C’est le lendemain de Noël, boxing night, que les nouvelles pantomimes font pour la première fois leur apparition sur tous les théâtres de l’Angleterre. Généralement cette pièce se joue à la fin du spectacle ; mais quelques théâtres de Londres, ayant égard à l’âge de leur public, ont établi deux représentations, l’une qui a lieu dans l’après-midi et l’autre dans la soirée. Celle du jour est à mon avis la plus curieuse. Je ne parlerai point de la transition d’une lumière naturelle à une lumière artificielle, car le soleil de Londres est trop souvent au mois de décembre un pauvre invalide qui réclame dans les boutiques.et même dans les rues l’assistance du gaz. Ce qu’il y a de particulier, c’est le personnel de la salle. Un poète anglais pourrait appeler ces représentations théâtrales les fêtes de la maternité.

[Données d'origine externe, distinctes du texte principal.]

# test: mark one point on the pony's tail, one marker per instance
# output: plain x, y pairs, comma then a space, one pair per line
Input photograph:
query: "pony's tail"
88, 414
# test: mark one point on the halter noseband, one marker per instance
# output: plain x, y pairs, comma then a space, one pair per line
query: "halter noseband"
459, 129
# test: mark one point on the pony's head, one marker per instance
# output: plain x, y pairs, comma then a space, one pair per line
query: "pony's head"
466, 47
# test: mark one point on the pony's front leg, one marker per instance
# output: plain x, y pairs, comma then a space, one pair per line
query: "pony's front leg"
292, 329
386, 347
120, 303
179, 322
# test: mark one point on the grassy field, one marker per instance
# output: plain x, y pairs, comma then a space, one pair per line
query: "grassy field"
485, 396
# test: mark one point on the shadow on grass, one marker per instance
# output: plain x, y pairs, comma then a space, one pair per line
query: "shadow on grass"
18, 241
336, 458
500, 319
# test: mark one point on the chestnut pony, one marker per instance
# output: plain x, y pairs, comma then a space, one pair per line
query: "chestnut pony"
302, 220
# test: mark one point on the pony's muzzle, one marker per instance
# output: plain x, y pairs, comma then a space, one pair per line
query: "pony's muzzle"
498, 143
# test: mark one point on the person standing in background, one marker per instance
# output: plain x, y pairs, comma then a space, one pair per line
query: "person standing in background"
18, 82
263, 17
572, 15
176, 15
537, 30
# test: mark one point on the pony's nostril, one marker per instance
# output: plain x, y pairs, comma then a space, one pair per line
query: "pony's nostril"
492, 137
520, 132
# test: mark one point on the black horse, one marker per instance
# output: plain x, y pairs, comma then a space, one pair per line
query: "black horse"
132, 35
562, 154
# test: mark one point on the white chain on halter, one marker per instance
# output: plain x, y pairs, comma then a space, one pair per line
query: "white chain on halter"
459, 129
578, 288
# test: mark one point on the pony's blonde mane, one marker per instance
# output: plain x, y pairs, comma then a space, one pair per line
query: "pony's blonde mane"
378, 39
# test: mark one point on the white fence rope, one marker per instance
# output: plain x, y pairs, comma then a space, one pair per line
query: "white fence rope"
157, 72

De solennelles matrones du West-End ou de la Cité en grande toilette trônent pompeusement dans les loges au milieu d’un groupe d’enfans dont les têtes blondes s’étagent comme des arbrisseaux en fleurs chez un pépiniériste du Kent. La verve de Punch s’est beaucoup égayée, il y a quelques années, aux dépens d’une société dont le modèle existe en Amérique, et qui se propose d’encourager l’amélioration de la race anglo-saxonne en offrant des prix aux mères qui présentent les plus beaux nouveau-nés. Eh bien ! les salles de spectacle ressemblent assez bien, durant les deux mois qui suivent les fêtes de Noël, à cette institution philanthropique, le babies show. C’est un concours, une exhibition d’enfans aux joues fraîches, aux bras nus et potelés, avec cette seule différence qu’il n’y a point d’arbitres officiels, et que par conséquent chaque mère s’attribue pour les siens le prix de beauté. Quelquefois de grandes écoles de charité arrivent, conduites par les bienfaiteurs de l’établissement, et envahissent moitié des galeries ou du parterre. Qui dira la joie, la surprise, les exclamations naïves de ce public enfantin à la vue des merveilles et des splendeurs du monde enchanté, la vallée des dia-mans, la terre des fées, l’île des femmes volantes, la fontaine des perles liquides, la sphère de cristal ou le château aux portes d’or ? Mais c’est surtout à la grande scène de la transformation[1] que les yeux des spectateurs brillent comme des étincelles, que les cœurs

  1. Pour comprendre la valeur de ce mot, il faut savoir que les principaux personnages de la pantomime sont durant toute la première partie de la pièce des chrysalides qu’une fée bienfaisante dégage de leur état d’imperfection en les touchant avec sa baguette. C’est alors que le clown, Arlequin, Pantalon et Colombine s’élancent, légers et aériens comme des papillons, vers une existence nouvelle. Cette scène de changement, pour laquelle on tient en réserve toutes les surprises de l’illusion, détermine généralement le succès de la pièce.